Nigeria: Nigeria Records 210 New Cholera Infections, 10 Deaths

The report revealed that as of 27 August, Nigeria had recorded 84 suspected deaths, and 2,860 suspected cases across 25 states.

Nigeria has recorded 210 new suspected cases of Cholera infections and 10 ‘suspected’ deaths across eight states of the federation from 31 July to 27 August.

The Nigeria Centre for Disease Control (NCDC) disclosed this in its latest monthly situation report on Cholera, covering Epidemiological (EP) weeks 31 to 34.

The latest report shows that the suspected cases and deaths of Cholera in 2023 have decreased by 63 and 67 per cent respectively compared to what was reported at Epidemiological week 34 in 2022.

The report revealed that as of 27 August, Nigeria had recorded 84 suspected deaths and 2,860 suspected cases across 25 states, representing a Case Fatality Ratio (CFR) of 2.9 per cent.

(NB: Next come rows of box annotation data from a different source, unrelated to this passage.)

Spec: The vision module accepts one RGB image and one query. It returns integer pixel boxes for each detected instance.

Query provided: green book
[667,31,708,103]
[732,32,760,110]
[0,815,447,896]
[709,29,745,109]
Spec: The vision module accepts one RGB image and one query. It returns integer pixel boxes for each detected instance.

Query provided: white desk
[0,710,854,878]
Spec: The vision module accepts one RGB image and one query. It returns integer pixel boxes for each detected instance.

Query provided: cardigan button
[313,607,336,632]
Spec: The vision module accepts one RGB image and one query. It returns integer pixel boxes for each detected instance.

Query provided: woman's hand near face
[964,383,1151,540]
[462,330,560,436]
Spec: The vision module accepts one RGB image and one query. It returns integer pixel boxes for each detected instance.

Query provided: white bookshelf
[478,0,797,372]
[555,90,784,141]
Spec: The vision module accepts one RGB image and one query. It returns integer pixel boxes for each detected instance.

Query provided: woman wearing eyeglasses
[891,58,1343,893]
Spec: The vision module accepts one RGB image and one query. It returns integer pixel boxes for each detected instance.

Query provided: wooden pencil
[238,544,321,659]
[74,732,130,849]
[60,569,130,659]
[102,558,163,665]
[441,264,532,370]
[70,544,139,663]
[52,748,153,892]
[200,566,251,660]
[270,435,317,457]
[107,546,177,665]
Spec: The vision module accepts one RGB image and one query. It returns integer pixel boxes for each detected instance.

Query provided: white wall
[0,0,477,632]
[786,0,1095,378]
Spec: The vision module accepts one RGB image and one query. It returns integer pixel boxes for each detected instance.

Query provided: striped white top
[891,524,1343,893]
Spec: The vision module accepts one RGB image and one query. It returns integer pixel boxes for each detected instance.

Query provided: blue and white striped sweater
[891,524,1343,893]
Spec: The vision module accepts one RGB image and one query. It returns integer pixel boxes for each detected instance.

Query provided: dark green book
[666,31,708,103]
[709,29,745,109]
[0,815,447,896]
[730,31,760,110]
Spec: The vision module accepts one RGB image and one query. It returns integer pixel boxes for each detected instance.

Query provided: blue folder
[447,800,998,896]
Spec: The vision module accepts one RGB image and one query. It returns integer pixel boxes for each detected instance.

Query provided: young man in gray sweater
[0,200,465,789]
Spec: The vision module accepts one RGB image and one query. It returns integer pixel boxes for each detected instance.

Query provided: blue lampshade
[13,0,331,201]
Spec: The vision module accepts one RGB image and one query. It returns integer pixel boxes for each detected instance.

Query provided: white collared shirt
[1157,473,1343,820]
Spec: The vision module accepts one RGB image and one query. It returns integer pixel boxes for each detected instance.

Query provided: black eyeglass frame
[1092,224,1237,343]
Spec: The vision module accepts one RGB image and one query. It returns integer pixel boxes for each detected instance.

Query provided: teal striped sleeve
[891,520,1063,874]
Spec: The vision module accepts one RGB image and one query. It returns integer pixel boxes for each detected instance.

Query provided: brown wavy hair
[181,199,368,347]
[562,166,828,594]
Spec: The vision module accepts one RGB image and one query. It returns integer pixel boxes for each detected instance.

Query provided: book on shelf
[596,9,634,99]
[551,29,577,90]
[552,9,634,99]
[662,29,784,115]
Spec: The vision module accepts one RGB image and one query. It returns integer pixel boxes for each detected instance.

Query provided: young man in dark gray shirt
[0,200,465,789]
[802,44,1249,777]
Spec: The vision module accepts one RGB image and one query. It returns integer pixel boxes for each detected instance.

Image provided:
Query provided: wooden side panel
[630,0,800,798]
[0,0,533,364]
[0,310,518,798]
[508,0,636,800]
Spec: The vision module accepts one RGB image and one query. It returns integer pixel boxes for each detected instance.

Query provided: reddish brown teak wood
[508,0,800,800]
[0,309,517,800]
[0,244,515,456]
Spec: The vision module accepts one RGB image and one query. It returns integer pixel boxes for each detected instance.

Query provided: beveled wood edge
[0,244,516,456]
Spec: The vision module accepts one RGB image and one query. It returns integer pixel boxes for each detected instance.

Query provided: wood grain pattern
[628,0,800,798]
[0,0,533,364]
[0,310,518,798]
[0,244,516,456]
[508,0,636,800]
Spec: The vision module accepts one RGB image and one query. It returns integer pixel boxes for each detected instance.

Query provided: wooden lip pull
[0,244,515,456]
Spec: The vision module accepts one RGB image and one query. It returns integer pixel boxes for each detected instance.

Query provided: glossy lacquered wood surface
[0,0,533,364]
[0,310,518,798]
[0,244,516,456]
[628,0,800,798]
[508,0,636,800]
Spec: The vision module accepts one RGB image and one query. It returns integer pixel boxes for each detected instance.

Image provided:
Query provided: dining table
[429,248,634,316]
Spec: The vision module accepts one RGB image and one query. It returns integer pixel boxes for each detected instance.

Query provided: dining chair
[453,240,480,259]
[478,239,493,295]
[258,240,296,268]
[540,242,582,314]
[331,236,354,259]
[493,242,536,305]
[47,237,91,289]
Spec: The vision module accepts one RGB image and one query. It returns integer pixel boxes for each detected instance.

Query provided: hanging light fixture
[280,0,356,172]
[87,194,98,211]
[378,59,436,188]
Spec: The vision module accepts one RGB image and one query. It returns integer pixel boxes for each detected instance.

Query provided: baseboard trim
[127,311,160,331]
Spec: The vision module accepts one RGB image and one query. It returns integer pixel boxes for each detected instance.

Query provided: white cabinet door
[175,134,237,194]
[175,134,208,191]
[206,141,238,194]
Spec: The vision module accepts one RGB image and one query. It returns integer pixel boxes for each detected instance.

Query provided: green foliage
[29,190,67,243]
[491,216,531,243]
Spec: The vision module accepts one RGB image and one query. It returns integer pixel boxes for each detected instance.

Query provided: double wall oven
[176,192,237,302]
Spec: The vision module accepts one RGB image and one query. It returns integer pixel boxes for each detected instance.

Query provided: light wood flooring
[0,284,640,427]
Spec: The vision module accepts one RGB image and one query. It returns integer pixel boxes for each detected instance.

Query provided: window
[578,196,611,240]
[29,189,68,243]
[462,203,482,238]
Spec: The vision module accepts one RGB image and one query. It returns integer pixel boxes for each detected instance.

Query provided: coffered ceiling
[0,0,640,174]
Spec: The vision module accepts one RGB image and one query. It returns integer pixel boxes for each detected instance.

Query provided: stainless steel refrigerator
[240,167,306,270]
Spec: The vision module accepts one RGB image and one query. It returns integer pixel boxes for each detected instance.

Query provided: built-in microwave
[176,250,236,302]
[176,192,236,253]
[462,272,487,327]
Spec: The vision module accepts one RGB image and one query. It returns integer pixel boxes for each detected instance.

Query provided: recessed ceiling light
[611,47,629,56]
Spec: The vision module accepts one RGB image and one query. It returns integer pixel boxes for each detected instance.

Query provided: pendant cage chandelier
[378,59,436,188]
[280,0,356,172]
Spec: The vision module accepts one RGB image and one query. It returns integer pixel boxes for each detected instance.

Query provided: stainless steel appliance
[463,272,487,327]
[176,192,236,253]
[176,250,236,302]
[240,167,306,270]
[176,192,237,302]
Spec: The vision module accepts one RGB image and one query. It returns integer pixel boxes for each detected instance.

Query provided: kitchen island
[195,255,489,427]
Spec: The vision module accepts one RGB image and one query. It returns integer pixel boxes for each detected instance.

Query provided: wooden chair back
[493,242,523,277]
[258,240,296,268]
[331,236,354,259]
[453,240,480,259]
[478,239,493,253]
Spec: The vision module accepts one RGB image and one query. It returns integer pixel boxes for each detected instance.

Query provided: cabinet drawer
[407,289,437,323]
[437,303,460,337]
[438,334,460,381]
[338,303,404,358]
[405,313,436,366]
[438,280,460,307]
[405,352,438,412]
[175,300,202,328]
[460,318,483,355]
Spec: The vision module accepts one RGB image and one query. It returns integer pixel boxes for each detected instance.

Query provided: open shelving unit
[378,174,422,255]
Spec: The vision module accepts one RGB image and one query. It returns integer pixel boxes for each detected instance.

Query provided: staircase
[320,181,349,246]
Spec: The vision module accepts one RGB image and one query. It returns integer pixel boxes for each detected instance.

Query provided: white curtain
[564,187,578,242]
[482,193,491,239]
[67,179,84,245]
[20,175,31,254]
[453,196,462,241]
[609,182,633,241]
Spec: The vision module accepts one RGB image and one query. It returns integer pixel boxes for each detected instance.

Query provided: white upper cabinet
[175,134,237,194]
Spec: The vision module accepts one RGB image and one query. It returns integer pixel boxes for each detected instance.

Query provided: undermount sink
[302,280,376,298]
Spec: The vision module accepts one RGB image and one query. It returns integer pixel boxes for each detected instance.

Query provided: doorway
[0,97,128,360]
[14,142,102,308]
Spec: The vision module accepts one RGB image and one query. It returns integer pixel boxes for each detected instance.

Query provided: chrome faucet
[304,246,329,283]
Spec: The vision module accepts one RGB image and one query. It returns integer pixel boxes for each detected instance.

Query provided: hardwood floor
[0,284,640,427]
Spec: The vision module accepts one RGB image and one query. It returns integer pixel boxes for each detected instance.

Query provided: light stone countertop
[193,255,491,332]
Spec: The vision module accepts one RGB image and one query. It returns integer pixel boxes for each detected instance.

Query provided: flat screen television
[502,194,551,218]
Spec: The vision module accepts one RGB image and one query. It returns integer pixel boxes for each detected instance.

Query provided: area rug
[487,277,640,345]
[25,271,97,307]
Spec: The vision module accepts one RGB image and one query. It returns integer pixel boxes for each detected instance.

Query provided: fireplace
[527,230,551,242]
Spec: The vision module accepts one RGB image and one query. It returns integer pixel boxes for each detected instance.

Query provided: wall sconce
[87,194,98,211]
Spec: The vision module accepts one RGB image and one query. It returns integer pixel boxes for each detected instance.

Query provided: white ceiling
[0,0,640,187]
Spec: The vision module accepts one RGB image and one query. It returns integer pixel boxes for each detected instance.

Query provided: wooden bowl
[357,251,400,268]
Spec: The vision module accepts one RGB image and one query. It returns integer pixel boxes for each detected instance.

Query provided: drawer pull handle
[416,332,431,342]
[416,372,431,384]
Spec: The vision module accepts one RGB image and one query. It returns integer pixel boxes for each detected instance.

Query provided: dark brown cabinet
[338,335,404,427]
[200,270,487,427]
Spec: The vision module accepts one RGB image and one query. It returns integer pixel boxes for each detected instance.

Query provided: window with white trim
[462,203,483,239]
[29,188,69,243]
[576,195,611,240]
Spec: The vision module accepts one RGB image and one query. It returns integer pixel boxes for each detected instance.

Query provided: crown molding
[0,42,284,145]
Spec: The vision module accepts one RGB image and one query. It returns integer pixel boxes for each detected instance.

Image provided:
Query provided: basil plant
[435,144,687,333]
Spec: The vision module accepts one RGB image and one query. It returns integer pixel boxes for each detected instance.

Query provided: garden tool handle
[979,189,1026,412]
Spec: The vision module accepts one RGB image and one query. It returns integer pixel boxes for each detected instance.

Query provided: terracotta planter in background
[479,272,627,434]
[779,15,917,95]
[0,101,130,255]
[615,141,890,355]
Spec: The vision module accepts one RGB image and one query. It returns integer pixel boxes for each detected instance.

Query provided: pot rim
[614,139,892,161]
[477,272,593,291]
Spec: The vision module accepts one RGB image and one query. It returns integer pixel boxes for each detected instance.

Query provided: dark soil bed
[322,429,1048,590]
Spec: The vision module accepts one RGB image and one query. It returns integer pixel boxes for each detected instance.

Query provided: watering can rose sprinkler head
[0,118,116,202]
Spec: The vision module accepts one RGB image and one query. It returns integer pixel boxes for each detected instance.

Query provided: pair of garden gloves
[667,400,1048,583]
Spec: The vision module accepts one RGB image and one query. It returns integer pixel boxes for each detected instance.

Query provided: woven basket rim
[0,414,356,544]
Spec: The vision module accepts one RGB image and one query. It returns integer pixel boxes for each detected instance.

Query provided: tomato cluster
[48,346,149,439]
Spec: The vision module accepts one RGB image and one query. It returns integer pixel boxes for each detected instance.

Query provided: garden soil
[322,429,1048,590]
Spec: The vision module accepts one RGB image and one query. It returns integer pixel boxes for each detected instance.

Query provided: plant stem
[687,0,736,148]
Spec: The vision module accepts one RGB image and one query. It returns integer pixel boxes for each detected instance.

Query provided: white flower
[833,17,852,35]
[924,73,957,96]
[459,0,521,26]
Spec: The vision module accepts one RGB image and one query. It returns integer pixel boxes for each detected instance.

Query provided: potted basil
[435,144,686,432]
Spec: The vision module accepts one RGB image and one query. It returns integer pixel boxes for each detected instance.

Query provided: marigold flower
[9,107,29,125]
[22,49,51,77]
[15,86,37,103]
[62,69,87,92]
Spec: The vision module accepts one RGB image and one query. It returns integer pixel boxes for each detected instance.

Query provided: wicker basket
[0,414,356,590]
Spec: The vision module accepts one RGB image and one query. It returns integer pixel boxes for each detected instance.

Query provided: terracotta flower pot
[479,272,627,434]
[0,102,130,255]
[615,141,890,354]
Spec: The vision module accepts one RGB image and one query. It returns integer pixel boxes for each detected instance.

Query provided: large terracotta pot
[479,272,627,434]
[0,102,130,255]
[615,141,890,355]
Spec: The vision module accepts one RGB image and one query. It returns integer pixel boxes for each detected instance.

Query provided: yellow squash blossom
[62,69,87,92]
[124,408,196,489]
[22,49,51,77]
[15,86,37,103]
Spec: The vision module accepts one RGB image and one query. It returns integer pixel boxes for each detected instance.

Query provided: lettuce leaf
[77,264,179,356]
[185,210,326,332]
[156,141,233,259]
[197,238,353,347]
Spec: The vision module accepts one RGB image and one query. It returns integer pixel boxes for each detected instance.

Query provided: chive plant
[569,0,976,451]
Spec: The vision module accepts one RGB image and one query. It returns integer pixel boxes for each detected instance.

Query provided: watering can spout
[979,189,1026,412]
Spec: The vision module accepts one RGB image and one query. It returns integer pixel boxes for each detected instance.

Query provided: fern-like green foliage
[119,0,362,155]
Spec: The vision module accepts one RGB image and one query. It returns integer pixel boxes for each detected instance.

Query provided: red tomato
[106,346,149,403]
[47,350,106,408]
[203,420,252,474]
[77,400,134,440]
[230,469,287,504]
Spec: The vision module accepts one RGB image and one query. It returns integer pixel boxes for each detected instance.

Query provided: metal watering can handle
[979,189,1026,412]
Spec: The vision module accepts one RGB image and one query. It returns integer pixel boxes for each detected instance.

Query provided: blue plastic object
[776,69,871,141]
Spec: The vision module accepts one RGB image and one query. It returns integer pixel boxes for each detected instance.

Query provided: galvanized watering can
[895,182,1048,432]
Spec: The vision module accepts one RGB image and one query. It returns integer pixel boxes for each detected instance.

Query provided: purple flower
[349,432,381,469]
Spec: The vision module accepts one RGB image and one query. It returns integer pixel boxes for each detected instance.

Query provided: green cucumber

Cumulatively, it shows that six states: Cross River (718 cases), Katsina (302 cases), Bayelsa (265 cases), Ebonyi (227 cases), Niger (136 cases) and Abia (118 cases) account for 62 per cent of the suspected cases in 2023.

Highlights

In the reporting month, the report shows that of the eight states that reported 210 suspected cases, Zamfara State in the North-west topped the infection chart with 190 cases, followed by Kano and Bayelsa with seven and five cases respectively.

Also, Bauchi, Niger and Borno states reported two cases each, followed by Gombe and Adamawa states with a single case each.

NCDC noted that 21 Cholera Rapid Diagnostic Test (RDT) were conducted with nine positive results (Zamfara – 8 and Bayelsa – 1) while 26 stool culture tests were conducted with three positive results.

It added that the national multi-sectoral Cholera TWG continues to monitor response across states.

Cholera

Cholera is an acute intestinal infection caused by the Vibrio cholera bacillus.

The disease spreads through contaminated food and water, reappearing periodically in countries like Nigeria where people are unable to secure access to clean drinking water and ensure adequate sanitation.

It is a preventable and treatable epidemic-prone disease. The number of cholera cases tends to increase with the outset of the rainy season.

The risk of death from cholera is higher when treatment is delayed. It is very important to visit a health facility if anyone has watery diarrhoea and vomiting symptoms.